Summary: Hooper was a swing-and-miss, but the 2020 Browns making the playoffs says this class was a success. It’s also a reminder that free agency is expensive and not exactly the best way to build a long-term roster, but Conklin has been a key piece of a good offensive line and Keenum helped the Browns in multiple ways.

What’s next?

Current players set to be eligible for unrestricted free agency next March: Clowney, Conklin, Kareem Hunt, Brissett, Walker, Bryan, Deion Jones, Dobbs, Pocic, Greedy Williams, Harrison, D’Ernest Johnson, Pharaoh Brown, Chris Hubbard, Weatherly and Chase Winovich. Dunn is eligible for restricted free agency.

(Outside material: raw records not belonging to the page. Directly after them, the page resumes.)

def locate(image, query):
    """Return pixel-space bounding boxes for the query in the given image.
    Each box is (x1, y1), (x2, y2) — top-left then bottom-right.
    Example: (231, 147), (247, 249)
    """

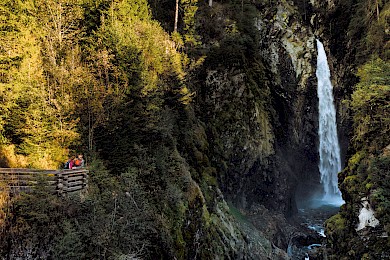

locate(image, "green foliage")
(351, 58), (390, 150)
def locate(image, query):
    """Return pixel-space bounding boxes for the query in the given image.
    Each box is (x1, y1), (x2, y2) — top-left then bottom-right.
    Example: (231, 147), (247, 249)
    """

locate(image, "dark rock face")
(199, 1), (319, 216)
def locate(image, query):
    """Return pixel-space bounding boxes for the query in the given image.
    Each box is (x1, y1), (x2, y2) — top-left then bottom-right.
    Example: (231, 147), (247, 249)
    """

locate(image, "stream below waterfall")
(288, 205), (340, 260)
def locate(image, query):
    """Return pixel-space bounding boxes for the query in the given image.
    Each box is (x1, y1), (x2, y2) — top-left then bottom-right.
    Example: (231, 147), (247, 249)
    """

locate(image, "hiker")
(71, 154), (85, 169)
(64, 156), (75, 169)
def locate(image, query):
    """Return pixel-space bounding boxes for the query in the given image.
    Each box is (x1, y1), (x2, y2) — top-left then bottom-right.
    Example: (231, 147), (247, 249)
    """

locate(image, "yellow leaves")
(180, 87), (195, 105)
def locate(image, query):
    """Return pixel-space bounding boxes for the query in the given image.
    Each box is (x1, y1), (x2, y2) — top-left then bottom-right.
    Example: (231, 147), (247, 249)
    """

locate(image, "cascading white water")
(316, 40), (344, 205)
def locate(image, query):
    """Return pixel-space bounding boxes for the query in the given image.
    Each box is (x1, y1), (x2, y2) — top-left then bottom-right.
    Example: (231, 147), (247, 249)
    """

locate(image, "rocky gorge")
(0, 0), (390, 259)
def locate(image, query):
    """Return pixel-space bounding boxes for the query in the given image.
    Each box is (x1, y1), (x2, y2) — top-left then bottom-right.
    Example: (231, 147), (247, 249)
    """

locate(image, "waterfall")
(316, 40), (344, 205)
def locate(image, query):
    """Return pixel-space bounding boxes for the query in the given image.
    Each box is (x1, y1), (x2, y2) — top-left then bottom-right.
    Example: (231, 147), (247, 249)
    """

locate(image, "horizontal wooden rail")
(0, 168), (89, 195)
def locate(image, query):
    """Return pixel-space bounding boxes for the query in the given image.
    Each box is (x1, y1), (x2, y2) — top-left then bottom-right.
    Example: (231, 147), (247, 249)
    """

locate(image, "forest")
(0, 0), (390, 259)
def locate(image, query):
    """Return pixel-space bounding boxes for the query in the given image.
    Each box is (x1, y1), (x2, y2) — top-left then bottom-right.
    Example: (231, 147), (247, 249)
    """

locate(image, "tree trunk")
(376, 0), (379, 22)
(173, 0), (179, 32)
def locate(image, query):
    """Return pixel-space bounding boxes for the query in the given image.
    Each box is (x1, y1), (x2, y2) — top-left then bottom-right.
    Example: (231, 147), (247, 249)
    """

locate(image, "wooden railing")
(0, 168), (89, 195)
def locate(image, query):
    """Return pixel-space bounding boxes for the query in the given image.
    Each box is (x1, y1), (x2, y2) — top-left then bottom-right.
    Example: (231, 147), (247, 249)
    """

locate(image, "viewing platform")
(0, 168), (89, 196)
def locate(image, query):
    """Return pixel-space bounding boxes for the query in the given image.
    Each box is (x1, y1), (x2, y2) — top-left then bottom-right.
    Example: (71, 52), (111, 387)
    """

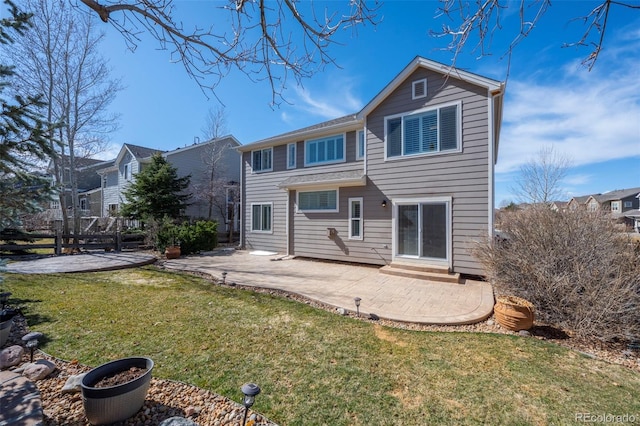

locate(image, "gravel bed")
(2, 272), (640, 426)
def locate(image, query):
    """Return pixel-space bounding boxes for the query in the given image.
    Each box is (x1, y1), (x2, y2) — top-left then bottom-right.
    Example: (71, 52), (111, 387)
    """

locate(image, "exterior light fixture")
(353, 297), (362, 317)
(240, 383), (260, 425)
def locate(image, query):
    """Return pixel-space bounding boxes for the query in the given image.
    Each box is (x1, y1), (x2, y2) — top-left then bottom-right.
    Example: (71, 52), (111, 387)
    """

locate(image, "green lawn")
(5, 268), (640, 426)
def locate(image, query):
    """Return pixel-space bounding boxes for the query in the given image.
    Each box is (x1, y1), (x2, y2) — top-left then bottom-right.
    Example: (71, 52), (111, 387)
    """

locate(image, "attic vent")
(411, 78), (427, 99)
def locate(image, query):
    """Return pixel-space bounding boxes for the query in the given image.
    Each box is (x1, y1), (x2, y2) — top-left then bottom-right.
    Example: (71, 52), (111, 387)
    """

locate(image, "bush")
(156, 220), (218, 254)
(474, 207), (640, 340)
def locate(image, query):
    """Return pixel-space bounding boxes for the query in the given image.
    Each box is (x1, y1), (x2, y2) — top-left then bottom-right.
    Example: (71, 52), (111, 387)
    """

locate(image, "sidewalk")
(164, 250), (493, 325)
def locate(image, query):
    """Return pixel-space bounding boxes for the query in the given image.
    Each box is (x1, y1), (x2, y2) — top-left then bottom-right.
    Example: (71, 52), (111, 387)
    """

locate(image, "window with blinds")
(386, 104), (461, 158)
(298, 189), (338, 212)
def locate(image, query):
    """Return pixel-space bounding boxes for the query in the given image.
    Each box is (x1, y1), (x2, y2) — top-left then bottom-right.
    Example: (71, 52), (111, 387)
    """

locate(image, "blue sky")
(89, 0), (640, 205)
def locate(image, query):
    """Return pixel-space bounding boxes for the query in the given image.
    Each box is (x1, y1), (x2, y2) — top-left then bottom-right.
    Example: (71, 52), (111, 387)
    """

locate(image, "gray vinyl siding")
(365, 69), (489, 275)
(166, 140), (240, 221)
(242, 132), (364, 261)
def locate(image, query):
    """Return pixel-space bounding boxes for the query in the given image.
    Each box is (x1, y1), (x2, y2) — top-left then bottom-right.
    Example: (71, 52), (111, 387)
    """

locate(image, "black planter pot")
(81, 357), (153, 425)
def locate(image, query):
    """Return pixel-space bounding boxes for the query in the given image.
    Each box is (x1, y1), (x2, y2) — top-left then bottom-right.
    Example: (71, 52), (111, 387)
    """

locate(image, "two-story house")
(98, 135), (240, 231)
(238, 57), (504, 275)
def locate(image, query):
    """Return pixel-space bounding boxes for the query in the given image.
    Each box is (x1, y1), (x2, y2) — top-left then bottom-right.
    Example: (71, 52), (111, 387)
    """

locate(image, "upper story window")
(298, 189), (338, 212)
(287, 142), (296, 169)
(411, 78), (427, 99)
(251, 148), (273, 172)
(304, 135), (345, 166)
(385, 102), (462, 158)
(356, 130), (364, 160)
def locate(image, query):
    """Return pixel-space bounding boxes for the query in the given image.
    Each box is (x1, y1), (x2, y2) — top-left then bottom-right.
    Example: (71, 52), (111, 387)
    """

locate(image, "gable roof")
(593, 187), (640, 203)
(238, 56), (504, 155)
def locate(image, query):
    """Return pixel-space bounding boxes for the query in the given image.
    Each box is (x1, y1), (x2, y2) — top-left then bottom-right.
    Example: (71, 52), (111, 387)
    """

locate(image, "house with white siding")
(98, 135), (240, 231)
(238, 57), (504, 275)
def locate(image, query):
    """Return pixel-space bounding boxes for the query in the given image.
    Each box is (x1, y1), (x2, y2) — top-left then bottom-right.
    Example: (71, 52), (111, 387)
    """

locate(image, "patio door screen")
(395, 200), (451, 261)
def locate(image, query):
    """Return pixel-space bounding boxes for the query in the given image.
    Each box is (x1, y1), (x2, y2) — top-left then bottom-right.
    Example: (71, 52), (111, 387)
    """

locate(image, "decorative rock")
(0, 345), (24, 370)
(22, 359), (56, 382)
(61, 373), (87, 393)
(160, 416), (198, 426)
(22, 331), (44, 342)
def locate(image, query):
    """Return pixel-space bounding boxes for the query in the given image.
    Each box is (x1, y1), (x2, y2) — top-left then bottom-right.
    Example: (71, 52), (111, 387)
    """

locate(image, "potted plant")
(493, 296), (535, 331)
(80, 357), (153, 425)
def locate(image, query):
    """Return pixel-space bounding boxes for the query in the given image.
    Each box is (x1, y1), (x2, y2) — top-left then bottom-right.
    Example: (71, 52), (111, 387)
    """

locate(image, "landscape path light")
(240, 383), (260, 426)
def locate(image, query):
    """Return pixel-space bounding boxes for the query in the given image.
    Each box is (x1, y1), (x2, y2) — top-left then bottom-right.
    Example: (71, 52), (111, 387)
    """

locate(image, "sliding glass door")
(395, 200), (451, 261)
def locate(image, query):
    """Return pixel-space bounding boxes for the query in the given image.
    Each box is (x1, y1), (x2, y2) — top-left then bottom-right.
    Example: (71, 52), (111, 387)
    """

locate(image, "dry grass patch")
(6, 267), (640, 425)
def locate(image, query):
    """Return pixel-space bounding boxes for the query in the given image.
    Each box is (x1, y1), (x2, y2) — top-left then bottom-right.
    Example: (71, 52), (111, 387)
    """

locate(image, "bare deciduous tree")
(80, 0), (377, 103)
(474, 205), (640, 341)
(511, 146), (571, 204)
(6, 0), (121, 240)
(431, 0), (640, 70)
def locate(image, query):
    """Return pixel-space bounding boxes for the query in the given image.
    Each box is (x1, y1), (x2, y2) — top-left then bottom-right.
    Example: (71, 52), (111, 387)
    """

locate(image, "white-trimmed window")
(287, 142), (296, 169)
(251, 148), (273, 172)
(304, 134), (345, 166)
(349, 197), (363, 240)
(385, 102), (462, 158)
(411, 78), (427, 99)
(356, 130), (364, 160)
(297, 189), (338, 213)
(251, 203), (273, 232)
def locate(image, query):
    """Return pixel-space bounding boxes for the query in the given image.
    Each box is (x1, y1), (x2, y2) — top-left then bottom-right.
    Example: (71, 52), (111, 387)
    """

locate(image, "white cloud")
(496, 51), (640, 173)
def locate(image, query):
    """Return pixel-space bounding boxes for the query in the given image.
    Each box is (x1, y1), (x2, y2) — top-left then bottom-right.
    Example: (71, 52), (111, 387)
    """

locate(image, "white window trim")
(249, 202), (273, 234)
(304, 133), (347, 167)
(286, 142), (298, 169)
(251, 147), (273, 173)
(356, 130), (367, 160)
(349, 197), (364, 240)
(384, 101), (462, 161)
(296, 187), (340, 213)
(411, 78), (427, 100)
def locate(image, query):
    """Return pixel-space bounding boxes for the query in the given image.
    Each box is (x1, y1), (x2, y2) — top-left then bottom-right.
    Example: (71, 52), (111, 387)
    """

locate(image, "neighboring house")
(238, 57), (504, 275)
(97, 143), (163, 217)
(551, 201), (568, 212)
(98, 136), (240, 230)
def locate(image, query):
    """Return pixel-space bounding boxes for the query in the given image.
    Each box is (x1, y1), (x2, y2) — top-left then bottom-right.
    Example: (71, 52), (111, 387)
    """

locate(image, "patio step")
(380, 262), (460, 284)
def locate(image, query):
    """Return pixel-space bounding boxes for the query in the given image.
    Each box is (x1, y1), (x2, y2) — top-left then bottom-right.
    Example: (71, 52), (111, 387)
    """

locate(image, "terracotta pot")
(164, 246), (180, 259)
(493, 296), (535, 331)
(80, 357), (153, 425)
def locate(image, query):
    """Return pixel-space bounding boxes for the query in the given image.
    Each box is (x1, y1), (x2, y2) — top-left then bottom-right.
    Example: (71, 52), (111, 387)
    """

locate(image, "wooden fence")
(0, 232), (144, 255)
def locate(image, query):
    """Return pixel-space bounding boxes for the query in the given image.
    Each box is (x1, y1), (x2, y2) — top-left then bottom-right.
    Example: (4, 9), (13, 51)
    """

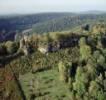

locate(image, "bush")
(58, 61), (72, 82)
(0, 44), (7, 56)
(5, 41), (18, 54)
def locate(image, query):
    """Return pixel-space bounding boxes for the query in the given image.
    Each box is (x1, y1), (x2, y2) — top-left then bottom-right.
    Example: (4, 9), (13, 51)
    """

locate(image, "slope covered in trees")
(0, 13), (106, 41)
(0, 23), (106, 100)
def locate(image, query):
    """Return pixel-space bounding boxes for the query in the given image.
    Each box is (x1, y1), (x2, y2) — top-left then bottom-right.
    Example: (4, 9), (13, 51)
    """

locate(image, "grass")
(19, 69), (70, 100)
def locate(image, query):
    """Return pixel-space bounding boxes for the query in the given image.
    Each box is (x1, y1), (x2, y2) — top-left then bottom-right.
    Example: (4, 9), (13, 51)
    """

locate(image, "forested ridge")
(0, 21), (106, 100)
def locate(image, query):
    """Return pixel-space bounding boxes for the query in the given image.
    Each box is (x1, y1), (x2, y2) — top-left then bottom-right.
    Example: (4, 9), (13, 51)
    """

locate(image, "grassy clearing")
(19, 69), (70, 100)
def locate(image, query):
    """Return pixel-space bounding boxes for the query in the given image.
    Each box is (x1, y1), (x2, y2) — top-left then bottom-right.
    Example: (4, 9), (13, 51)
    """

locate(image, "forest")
(0, 21), (106, 100)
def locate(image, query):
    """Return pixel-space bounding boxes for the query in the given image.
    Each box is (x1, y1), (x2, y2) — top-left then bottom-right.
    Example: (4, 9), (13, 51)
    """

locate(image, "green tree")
(73, 67), (88, 96)
(5, 41), (18, 54)
(79, 38), (91, 61)
(58, 61), (72, 82)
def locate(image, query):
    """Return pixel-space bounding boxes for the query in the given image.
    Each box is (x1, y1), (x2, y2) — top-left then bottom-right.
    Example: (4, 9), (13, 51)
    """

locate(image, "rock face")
(20, 36), (29, 56)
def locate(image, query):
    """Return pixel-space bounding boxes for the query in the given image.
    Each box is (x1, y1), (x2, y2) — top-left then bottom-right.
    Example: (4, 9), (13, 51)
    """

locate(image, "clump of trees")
(5, 41), (18, 54)
(58, 32), (106, 100)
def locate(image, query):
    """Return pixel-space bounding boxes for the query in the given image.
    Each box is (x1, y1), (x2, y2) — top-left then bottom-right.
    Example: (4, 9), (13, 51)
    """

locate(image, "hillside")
(0, 22), (106, 100)
(0, 13), (106, 42)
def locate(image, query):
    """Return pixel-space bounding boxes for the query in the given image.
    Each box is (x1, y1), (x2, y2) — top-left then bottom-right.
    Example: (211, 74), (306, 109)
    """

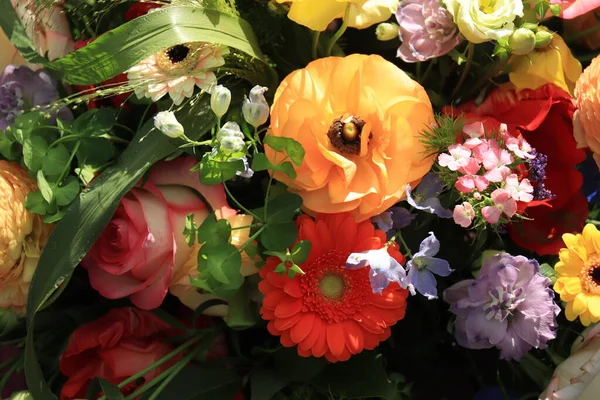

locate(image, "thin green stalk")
(325, 5), (350, 57)
(450, 43), (475, 99)
(311, 31), (321, 60)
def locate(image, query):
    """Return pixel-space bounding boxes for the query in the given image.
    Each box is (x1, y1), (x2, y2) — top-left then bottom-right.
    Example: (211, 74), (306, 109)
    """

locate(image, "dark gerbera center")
(327, 116), (365, 155)
(166, 44), (190, 64)
(579, 254), (600, 295)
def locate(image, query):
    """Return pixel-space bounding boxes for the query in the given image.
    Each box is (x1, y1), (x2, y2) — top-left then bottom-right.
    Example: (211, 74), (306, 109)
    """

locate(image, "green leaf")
(25, 96), (214, 400)
(23, 136), (48, 173)
(198, 243), (244, 290)
(25, 192), (46, 215)
(142, 364), (242, 400)
(292, 240), (312, 264)
(42, 144), (71, 176)
(277, 161), (296, 179)
(198, 212), (231, 244)
(250, 368), (288, 400)
(37, 171), (54, 203)
(0, 0), (48, 65)
(311, 351), (394, 400)
(540, 263), (556, 284)
(250, 153), (277, 171)
(85, 377), (125, 400)
(53, 176), (81, 206)
(260, 222), (298, 250)
(47, 6), (273, 86)
(267, 193), (302, 223)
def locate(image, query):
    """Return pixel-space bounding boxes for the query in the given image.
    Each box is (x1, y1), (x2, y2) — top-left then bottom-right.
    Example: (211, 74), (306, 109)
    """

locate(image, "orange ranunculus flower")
(265, 54), (434, 221)
(508, 34), (581, 95)
(573, 53), (600, 167)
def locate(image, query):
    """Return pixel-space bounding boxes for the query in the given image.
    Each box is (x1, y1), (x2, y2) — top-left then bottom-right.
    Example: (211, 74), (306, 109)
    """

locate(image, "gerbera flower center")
(579, 254), (600, 295)
(327, 115), (365, 155)
(319, 274), (345, 299)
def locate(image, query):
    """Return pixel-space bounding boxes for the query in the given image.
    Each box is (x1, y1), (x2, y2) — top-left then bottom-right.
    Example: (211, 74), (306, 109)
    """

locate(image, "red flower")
(258, 213), (408, 362)
(445, 84), (587, 255)
(60, 307), (181, 400)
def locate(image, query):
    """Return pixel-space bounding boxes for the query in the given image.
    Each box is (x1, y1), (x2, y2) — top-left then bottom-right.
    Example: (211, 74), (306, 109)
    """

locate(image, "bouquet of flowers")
(0, 0), (600, 400)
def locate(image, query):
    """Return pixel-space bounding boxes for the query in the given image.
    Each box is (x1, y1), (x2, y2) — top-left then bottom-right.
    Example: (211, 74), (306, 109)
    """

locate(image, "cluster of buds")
(438, 122), (551, 228)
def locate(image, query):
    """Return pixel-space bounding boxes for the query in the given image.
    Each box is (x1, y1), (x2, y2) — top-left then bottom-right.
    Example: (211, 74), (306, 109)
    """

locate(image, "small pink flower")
(438, 144), (471, 171)
(452, 201), (475, 228)
(504, 174), (533, 203)
(505, 137), (535, 160)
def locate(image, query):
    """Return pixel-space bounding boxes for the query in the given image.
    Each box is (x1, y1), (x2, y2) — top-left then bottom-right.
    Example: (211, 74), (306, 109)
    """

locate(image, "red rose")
(60, 307), (181, 400)
(445, 84), (587, 255)
(81, 156), (237, 310)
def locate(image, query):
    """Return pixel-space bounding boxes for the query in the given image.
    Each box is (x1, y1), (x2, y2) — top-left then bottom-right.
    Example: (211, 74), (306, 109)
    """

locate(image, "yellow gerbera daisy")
(554, 224), (600, 326)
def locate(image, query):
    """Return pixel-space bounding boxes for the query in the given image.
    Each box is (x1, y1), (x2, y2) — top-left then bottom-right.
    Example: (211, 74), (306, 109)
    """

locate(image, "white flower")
(444, 0), (523, 43)
(127, 42), (229, 105)
(154, 111), (183, 138)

The 2023 salary cap is expected to jump significantly — perhaps as much as $20 million from this year’s cap of $208 million — with the league’s new media rights deals set to kick in. As it stands, the Browns have about $30 million from this year’s cap that they can roll over to next year. But with a bunch of this year’s starters set to hit free agency and the defense in shaky condition, they’ll need all available resources.